What was born in a tent, died in a tent. Worn like the skin of one of Buffalo Bill’s victims in exactly the kind of enclosed corporate space it was built to dismantle, Occupy London’s Tent City University (TCU) was recently taken to a branded woodland glade in Suffolk where it was stripped of political meaning.
A true occupation of the Latitude festival would have highlighted the vastly unfair labour practices used by the organiser, Festival Republic. It would have challenged the main sponsor, Vodafone, about their continuing refusal to pay a fair share of taxes and questioned the value of packaging protest culture into a product bought at £100 for the weekend. Whilst Occupy’s outreach efforts have always been of paramount importance, especially since the eviction of the camps, outreach in such an insular, paid-for space is not nearly as effective as time spent working in disaffected communities.
Occupy Latitude, in failing to engage with any of these issues, became merely a simulated occupation at the heart of Festival Republic’s event, an occupation sadly lacking the inclusive diversity and indignant dialogue that made Tent City University what it was at St Paul’s. Occupy Latitude predominantly provided a platform for ‘celebrity’ voices, for those who use the Occupy movement as a stylish and attractive backdrop to their one-man plays rather than daring to engage in the movement’s challenging collaborative processes. Those more intent on padding their CVs than giving a platform to the voiceless put themselves forward to perform, and to be managed by PR agents who had previously muffled the raw cries emanating from St Paul’s in favour of corporate-style ‘messaging’.
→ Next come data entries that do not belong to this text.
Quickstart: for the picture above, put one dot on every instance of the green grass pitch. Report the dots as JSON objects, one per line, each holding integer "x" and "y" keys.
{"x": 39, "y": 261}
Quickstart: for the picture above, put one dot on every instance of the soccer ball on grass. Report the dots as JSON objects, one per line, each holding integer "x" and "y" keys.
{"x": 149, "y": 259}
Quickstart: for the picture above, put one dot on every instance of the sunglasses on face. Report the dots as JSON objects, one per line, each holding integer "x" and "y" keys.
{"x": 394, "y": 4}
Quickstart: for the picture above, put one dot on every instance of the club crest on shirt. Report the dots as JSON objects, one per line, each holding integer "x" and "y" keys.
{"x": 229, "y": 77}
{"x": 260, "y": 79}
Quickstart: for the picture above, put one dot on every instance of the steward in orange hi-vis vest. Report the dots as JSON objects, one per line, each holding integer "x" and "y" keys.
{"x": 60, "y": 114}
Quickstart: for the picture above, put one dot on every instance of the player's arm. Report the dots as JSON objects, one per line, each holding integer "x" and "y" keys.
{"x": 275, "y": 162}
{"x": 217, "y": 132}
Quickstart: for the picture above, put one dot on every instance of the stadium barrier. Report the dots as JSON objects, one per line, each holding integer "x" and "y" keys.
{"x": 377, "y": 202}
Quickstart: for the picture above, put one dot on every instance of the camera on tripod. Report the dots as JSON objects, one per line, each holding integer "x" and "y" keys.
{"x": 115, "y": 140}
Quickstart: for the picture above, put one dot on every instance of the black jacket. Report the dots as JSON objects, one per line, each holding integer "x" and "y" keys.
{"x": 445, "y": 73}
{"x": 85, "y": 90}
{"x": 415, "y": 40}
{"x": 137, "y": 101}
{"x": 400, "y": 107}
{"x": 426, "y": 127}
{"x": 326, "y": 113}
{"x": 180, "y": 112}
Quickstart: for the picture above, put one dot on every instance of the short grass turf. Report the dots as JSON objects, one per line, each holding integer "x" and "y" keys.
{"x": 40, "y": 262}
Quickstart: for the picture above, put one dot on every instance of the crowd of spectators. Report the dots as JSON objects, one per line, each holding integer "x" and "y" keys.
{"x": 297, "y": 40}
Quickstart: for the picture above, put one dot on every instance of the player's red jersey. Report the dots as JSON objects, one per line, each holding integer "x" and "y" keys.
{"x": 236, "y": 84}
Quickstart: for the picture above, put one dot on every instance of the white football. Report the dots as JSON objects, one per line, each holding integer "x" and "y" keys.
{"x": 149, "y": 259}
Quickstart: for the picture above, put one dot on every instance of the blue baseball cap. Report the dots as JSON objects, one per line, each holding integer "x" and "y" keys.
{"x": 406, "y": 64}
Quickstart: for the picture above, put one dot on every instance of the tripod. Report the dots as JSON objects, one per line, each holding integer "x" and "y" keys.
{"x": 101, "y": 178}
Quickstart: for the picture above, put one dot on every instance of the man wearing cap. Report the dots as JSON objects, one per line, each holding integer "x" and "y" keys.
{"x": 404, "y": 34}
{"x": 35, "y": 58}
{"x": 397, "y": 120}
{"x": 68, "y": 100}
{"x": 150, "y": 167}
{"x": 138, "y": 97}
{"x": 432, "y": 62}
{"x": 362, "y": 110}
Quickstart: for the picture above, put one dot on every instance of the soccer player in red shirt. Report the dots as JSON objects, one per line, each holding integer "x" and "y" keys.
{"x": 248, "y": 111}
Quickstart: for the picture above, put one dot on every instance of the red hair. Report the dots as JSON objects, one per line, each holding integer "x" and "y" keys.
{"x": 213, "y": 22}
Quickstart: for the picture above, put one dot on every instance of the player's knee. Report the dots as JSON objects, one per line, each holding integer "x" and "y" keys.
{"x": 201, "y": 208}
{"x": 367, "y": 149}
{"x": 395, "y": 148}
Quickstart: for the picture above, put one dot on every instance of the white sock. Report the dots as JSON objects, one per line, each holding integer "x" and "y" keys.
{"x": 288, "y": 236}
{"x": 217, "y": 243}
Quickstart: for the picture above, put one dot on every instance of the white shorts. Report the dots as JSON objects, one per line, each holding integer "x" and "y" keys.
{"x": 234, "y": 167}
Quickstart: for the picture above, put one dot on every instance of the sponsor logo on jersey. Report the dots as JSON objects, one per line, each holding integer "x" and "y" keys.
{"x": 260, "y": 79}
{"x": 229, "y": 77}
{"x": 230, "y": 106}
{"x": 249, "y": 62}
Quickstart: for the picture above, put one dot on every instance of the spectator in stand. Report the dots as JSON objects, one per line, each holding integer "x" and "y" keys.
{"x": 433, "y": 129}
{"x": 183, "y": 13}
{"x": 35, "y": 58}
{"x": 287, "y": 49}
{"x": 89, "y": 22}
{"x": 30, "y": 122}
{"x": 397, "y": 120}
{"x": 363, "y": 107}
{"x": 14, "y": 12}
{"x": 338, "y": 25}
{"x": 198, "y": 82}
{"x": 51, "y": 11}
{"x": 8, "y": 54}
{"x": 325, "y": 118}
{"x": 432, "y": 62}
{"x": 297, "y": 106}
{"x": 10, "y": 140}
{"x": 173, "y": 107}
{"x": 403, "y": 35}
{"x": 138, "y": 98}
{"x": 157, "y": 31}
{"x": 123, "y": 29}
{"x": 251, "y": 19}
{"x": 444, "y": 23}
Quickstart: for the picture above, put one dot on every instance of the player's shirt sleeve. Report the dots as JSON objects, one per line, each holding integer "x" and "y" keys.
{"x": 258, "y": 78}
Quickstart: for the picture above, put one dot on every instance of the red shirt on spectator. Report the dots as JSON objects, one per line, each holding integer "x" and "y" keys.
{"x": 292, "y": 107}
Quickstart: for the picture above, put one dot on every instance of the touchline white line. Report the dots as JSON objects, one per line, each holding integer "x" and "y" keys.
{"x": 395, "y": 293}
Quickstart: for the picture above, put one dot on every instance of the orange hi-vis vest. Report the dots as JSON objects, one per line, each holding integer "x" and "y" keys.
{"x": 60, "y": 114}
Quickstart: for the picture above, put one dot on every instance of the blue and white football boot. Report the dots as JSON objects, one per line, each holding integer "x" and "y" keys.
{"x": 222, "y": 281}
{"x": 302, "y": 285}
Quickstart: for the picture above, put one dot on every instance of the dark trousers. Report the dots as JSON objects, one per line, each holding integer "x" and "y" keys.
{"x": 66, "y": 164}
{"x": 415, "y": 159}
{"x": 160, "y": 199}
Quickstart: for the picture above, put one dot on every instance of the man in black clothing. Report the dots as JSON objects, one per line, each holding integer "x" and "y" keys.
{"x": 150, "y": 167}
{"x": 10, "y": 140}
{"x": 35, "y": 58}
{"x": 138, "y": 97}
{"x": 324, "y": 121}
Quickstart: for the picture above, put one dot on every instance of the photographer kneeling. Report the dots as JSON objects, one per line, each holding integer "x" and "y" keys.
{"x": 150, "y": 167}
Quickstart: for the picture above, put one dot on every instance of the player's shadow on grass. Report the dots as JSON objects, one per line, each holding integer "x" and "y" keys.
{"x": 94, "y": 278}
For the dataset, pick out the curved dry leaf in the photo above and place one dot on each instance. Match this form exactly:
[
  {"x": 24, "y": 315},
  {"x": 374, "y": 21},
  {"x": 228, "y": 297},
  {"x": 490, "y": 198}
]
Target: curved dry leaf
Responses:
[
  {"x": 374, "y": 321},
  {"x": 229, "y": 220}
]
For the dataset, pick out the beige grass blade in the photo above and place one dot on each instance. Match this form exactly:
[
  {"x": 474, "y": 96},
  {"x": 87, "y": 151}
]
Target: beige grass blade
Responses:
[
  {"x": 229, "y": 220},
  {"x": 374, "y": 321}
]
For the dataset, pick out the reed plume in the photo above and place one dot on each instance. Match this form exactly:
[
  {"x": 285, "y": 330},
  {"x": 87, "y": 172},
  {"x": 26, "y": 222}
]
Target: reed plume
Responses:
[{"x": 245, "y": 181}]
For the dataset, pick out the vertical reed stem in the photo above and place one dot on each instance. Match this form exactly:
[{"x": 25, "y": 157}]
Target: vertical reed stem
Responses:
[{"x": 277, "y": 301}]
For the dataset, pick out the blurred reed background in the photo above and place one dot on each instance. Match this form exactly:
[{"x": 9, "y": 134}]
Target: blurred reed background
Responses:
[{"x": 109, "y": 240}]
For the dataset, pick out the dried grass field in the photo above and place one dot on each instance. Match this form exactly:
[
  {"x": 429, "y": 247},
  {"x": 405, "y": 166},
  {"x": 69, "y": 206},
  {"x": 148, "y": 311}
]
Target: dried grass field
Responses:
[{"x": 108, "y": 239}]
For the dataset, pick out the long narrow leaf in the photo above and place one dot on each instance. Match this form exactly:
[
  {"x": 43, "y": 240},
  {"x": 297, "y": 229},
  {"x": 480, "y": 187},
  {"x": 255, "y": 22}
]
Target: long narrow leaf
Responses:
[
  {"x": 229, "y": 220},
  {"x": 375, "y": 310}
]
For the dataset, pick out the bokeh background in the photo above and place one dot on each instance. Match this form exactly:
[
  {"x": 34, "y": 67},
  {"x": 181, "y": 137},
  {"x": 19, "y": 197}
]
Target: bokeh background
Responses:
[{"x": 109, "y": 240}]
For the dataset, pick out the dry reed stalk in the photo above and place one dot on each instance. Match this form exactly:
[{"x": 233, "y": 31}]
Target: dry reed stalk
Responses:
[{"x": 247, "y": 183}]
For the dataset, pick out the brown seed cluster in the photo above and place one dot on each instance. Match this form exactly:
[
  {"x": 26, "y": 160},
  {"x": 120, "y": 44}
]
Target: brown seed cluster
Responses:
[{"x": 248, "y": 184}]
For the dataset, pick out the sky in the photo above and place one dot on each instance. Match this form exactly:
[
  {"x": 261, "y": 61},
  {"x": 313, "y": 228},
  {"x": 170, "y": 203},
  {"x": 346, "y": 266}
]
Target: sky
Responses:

Whether those who believe they ‘created’ Occupy London always intended to distil it into a reformist lobbying campaign, or months of institutionalisation in positions as key actors warped their intentions, the result is the same: Occupy has become a sanitised, pseudo-radical space for hire.
As numbers dwindle, opportunists who never truly held any radical perspectives have begun the process of commodifying Occupy. Our process is being bypassed and our principles are being ignored, suggesting that horizontalism and consensus-based decision-making are mere inconveniences.
High-handed and non-collaborative approaches abound. A finance request to fund the use of the TCU tent at Latitude was brought to an Occupy London general assembly without mention of its intended use, while a request to fund Occupy Latitude’s publicity material was blocked at the same assembly for the reasons outlined here. Occupy London’s communication channels were also co-opted as part of the Occupy presence at Latitude, without prior discussion with those involved in moderating them.
Slavoj Žižek’s insights into cultural capitalism describe the idea of ‘protest as product’. With the inclusion of an Occupy presence at the Latitude festival, the attendees didn’t simply purchase a ticket, they also bought redemption from being a consumer. Today’s cultural capitalism embeds commercialisation in the act of charity, in order to make us feel better about the products and services we are using. Peace and love are commodified, packaged and sold. Che Guevara T-shirts are purchased by those who wish to ‘demonstrate’ their beliefs. The irony is that corporations and the system itself profit from the sale of counter-culture, which is now such a mainstream and commercially neutered idea it has left much revolutionary discourse sounding more like the latest trendy advert.
We find ourselves surrounded by a failing economy, unemployment, and a widening gap between rich and poor. The altruism sold in consumerism merely cements division through misdirection.